Reinhard Soplantila - detikNews
Minggu, 27 Sep 2020 21:26 WIB
Ilustrasi Penganiayaan
Foto: Ilustrasi penganiayaan (Edi Wahyono-detikcom).
Makassar -

2 Pria di Kota Makassar, Syamsul (28) dan Rahmad (25) ditangkap polisi usai menganiaya 2 pelajar. Aksi kedua pelaku tersebut diketahui salah sasaran, lantaran mereka salah sangka kedua korban merupakan gerombolan motor yang sebelumnya menabrak motornya.

"Kronologinya pada saat tersangka mengarah ke arah Jalan Andi Djemma, mereka bertemu anak motor dan salah satu gerombolan itu menabrak terasangka, hingga kemudian tersangka tidak terima lalu dia kejar anak motor itu," ujar Kanit Reskrim Polsek Rappocini, Iptu Nurtjahyana, pada Minggu (27/9/2020).

Pelaku kemudian mengejar 2 rombongan pemotor tersebut dan menemui 2 pelajar di pinggir jalan dan langsung menganiaya keduanya.

"Ini korban bukan bagian dari anak motor itu, karena korban berjalan di pinggir jalan dan pelan kemungkinan dia didapati oleh tersangka lalu ditarik dan terjatuh dianiaya bersama-sama," imbuhnya.

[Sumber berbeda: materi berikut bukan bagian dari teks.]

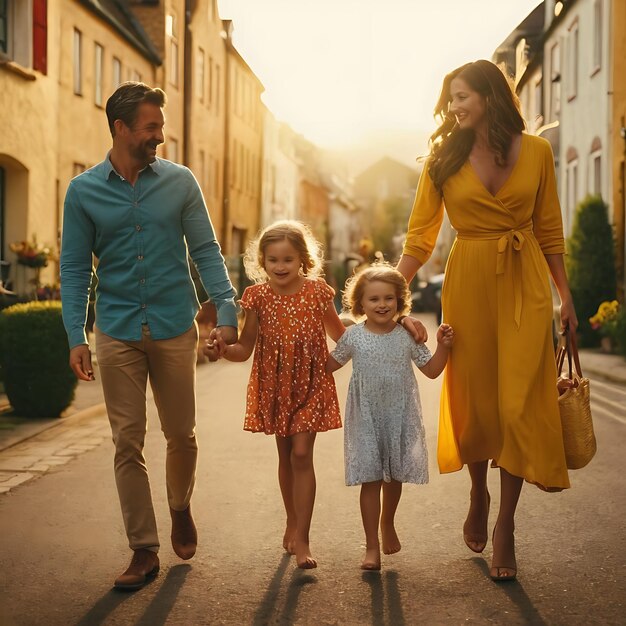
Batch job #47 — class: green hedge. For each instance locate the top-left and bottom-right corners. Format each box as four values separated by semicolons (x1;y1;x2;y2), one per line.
0;301;78;417
566;196;617;347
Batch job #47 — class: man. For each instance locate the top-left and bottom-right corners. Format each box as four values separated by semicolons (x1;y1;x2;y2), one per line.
61;82;237;589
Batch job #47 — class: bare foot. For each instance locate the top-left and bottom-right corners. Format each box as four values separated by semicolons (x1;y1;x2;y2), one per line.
379;522;402;560
489;524;517;580
463;489;491;553
283;524;296;554
295;542;317;569
361;546;380;570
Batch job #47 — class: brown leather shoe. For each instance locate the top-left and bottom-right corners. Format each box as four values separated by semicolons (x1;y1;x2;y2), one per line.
114;548;159;591
170;505;198;561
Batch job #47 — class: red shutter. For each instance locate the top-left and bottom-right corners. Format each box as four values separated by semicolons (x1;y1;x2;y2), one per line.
33;0;48;74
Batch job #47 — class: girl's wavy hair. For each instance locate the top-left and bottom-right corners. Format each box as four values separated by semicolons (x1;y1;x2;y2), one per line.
341;261;411;317
428;59;526;191
243;220;324;283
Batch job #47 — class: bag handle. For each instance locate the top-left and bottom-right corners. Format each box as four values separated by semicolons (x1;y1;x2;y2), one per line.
556;325;583;379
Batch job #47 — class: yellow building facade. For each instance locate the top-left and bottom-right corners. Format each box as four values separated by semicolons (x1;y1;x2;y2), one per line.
611;1;626;301
0;0;160;294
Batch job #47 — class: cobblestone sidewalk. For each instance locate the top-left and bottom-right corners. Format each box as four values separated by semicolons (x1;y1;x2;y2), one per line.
0;406;111;494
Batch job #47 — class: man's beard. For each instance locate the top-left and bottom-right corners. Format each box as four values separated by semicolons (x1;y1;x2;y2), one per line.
131;143;158;165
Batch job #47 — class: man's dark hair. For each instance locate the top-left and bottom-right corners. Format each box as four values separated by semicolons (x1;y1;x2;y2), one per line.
106;81;166;137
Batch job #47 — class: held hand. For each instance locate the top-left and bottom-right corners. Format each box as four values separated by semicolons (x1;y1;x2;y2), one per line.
70;344;96;381
400;315;428;343
202;328;226;361
215;326;237;345
437;324;454;348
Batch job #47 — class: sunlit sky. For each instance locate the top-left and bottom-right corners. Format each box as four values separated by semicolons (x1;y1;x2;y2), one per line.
218;0;539;154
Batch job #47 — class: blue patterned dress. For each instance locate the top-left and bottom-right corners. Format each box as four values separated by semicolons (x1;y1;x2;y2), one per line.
331;323;432;485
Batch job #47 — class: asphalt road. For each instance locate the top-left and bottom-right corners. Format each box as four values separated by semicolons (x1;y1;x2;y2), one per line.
0;316;626;626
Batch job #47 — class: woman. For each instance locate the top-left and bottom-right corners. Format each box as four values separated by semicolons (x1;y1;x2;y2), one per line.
398;60;578;581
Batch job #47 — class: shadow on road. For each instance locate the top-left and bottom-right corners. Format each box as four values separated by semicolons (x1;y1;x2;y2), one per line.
472;558;547;626
76;565;191;626
252;553;317;626
361;570;405;626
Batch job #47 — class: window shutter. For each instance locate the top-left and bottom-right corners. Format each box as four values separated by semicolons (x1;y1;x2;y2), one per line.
33;0;48;74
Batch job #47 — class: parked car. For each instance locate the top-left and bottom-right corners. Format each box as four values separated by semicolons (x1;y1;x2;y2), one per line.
411;274;445;323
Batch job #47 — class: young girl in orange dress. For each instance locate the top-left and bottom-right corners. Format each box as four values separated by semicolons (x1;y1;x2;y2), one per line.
209;221;344;569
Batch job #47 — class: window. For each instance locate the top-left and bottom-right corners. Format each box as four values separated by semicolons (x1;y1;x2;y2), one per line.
549;42;561;121
0;167;5;260
165;13;178;87
112;57;122;89
0;0;9;54
215;65;221;115
196;48;204;102
592;0;602;75
33;0;48;74
93;43;104;107
534;76;543;130
209;56;213;108
567;20;578;100
74;28;83;96
213;159;221;198
591;152;602;196
166;139;178;163
563;148;578;235
0;0;48;69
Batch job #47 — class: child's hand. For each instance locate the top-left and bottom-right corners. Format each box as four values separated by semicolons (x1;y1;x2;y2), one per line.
437;324;454;348
202;328;226;361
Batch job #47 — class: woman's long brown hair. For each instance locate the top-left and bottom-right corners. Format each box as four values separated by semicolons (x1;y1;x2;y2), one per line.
428;60;526;191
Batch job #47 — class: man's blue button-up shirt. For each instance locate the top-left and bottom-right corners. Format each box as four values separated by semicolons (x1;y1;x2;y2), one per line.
61;156;237;348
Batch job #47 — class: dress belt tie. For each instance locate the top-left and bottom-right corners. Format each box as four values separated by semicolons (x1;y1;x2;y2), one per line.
496;230;526;329
457;227;532;329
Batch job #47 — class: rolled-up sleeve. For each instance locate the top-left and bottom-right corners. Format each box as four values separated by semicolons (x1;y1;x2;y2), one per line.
183;171;237;327
60;183;95;348
403;162;443;265
533;139;565;254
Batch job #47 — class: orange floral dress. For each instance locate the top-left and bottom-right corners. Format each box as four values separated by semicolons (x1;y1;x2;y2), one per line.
241;279;341;437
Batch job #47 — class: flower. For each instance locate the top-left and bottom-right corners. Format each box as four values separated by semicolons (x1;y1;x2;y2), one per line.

Kedua pelaku ditangkap oleh Resmob Polsek Rappocini, Makassar setelah mendapat laporan dari korban. Polisi yang melakukan penyelidikan kemudian mengetahui pelaku dan keberadaannya, hingga keduanya dibekuk di sebuah kafe di Jalan Bonto Manai.

Akibat penganiayaan yang dilakukan pelaku, korban diketahui mengalami luka di bagian wajah, luka gores di bagian punggung dan luka lecet di bagian tangan. Luka tersebut didapati korban lantaran hantaman batu, tonjokan, dan seretan yang dilakukan berkali-kali oleh pelaku.

"Dia (korban) dihantam pakai batu, pakai tangan berulang kali, menghantam batu kepala korban untung pakai helm dan sempat diseret," kata Nurtjahyana.

Selain mengamankan pelaku, polisi juga telah menyita barang bukti batu yang digunakan untuk menganiaya korban. Akibat perbuatannya, pelaku akan dikenakan pasal penganiayaan secara bersama-sama.

"Kita kenakan pasal 170 Juncto pasal 351 dengan ancaman hukuman di atas lima tahun penjara," tutur Nurtjahyana.